The fashion industry while designing their collections, the designers are consciously keeping religious minorities in mind, globally. Even though some of these designs lean towards cultural appropriation, there is a growing tendency and awareness of religious or cultural garments that are finding its way into mainstream fashion.
Although every now and then the usage of religious headgears or prints create a divided audience, it’s still a positive change to see that fashion is finally embracing religious minorities. For instance, Gucci’s use of turban on a white model stemmed a large part of frustration on Twitter, “Could you not find a brown model?” tweeted model Avan Jogia.
Jogia and others were trying to point out that turban-wearing Sikh men are frequently the targets of hate crimes in the West. West ends up associating turbans with radical groups like the Taliban, which is disrespectful. And on the other hand, we remember Sarah Jessica Parker aka Carrie Bradshaw’s glamorous take on turban in Abu Dhabi.

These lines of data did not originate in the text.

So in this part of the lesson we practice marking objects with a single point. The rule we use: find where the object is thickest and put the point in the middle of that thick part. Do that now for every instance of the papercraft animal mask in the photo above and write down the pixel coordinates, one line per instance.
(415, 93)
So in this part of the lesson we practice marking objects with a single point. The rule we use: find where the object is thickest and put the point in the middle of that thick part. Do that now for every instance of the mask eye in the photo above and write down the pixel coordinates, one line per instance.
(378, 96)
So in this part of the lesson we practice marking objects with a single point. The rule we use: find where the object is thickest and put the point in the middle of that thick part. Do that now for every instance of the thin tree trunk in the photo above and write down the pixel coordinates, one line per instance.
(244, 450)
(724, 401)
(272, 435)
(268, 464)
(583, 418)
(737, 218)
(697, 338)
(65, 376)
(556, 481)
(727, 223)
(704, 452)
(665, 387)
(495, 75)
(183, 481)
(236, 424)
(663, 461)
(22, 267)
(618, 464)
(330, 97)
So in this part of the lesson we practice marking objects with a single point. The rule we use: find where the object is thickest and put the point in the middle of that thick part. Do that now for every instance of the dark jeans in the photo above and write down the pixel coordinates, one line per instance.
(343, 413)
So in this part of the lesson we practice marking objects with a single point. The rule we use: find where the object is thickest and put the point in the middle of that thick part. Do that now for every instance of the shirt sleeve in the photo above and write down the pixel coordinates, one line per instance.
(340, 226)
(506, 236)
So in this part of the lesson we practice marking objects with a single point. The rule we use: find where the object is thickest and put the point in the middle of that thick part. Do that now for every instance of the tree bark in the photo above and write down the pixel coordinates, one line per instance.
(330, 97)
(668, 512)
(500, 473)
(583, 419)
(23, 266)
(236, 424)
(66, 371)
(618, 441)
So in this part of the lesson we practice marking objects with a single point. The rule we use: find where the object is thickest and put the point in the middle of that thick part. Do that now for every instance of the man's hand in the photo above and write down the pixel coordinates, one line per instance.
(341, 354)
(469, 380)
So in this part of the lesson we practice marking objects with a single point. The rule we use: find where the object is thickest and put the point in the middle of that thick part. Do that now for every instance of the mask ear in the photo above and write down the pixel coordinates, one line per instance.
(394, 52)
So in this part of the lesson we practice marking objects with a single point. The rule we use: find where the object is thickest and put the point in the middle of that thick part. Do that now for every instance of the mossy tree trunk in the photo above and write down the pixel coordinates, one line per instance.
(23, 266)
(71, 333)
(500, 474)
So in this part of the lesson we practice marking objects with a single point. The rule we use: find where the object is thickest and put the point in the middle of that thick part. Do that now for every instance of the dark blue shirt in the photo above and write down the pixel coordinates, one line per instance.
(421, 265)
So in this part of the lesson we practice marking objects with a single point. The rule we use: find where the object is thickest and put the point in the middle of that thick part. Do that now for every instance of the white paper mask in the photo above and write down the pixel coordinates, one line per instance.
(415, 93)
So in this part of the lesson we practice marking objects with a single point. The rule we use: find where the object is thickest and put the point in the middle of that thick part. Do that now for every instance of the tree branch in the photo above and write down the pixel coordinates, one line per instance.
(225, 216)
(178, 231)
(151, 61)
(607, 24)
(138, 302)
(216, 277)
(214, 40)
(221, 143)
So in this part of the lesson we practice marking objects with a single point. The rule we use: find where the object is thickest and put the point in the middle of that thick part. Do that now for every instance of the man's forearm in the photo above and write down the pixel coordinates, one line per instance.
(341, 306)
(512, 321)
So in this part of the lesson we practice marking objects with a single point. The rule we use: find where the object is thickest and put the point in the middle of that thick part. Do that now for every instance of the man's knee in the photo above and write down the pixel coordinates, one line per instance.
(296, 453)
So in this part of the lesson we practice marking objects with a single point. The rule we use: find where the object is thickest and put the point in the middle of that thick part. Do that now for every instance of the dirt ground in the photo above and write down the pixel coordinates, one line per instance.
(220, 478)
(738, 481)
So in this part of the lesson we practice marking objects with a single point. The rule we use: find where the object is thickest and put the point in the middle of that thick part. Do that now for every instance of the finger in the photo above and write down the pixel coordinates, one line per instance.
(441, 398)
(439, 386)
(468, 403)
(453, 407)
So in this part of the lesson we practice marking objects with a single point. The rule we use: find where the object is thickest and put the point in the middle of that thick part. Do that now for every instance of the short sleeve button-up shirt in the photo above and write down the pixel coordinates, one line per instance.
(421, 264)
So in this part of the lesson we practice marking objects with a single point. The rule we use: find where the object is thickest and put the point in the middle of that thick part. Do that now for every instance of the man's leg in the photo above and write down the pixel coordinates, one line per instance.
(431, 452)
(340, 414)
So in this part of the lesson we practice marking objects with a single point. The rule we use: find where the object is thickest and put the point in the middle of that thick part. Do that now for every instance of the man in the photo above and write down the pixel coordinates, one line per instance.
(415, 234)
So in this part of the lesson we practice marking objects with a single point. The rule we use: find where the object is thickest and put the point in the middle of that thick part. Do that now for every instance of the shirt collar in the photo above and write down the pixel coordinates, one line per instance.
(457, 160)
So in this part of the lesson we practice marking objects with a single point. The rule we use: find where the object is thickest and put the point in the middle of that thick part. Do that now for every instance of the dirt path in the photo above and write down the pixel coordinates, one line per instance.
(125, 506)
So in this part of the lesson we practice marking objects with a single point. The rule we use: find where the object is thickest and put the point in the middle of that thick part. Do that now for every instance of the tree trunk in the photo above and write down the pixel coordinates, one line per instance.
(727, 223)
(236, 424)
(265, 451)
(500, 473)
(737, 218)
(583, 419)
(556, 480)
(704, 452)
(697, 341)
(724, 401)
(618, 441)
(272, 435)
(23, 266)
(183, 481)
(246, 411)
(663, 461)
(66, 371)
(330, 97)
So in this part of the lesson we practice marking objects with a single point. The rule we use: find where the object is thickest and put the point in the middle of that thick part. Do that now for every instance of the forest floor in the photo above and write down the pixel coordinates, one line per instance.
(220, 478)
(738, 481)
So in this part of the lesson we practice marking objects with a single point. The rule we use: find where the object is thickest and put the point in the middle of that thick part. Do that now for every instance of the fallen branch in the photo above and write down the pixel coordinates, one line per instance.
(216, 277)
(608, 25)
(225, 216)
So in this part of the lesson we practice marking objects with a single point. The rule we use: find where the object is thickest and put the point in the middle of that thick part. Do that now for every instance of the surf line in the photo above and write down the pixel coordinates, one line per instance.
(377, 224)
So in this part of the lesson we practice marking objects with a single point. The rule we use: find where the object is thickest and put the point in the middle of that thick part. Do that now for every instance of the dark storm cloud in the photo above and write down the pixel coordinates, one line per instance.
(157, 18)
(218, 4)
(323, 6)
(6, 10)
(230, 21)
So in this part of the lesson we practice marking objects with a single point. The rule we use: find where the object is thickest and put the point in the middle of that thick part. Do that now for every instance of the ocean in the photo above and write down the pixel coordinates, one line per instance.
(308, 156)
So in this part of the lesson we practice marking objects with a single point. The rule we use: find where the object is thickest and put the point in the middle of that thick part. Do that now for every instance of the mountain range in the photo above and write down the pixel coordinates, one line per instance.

Hijabs are beautifully making a way runway as well. Recently, Macy’s announced that it would be selling its first hijab line on the platform. With brands and runways becoming more diverse, Shahira Yusuf became one of Britain's first hijab-wearing models. Hijabs were everywhere at the AW'18 shows. Designers are not exactly calling them hijabs, rather are calling them scarves and wraparounds because the styles are many. From close-fitting lycra hoods to carefully draped scarves and knitted snoods, head coverings of versatile styles were seen on the runways of major brands including Alexander Wang, Calvin Klein, Versace, Lanvin, Dior, Chanel, Balenciaga, Gucci and Marc Jacobs.
In past, Nike’s pro-hijab and Marks & Spencer’s modest fashion line got Muslim women talking and celebrating, globally. And just when fashion is at its peak in India, designer and the queen of quirky prints Masaba Gupta is bringing out one of her best breakthrough designs -- a hijab saree. She has brilliantly blended two of the most important attires that represent the country. A grey saree infused with tribal prints is to be paired with a hot pink blouse. Initially, Masaba wanted to talk about her best-seller saree and how there has been a debate about sarees being embraced by a specific type of women. But her idea of styling a saree like a hijab opens the option of saree to every Muslim woman.
The good news is that fashion is making itself more inclusive one step at a time and it’s in favour of everyone!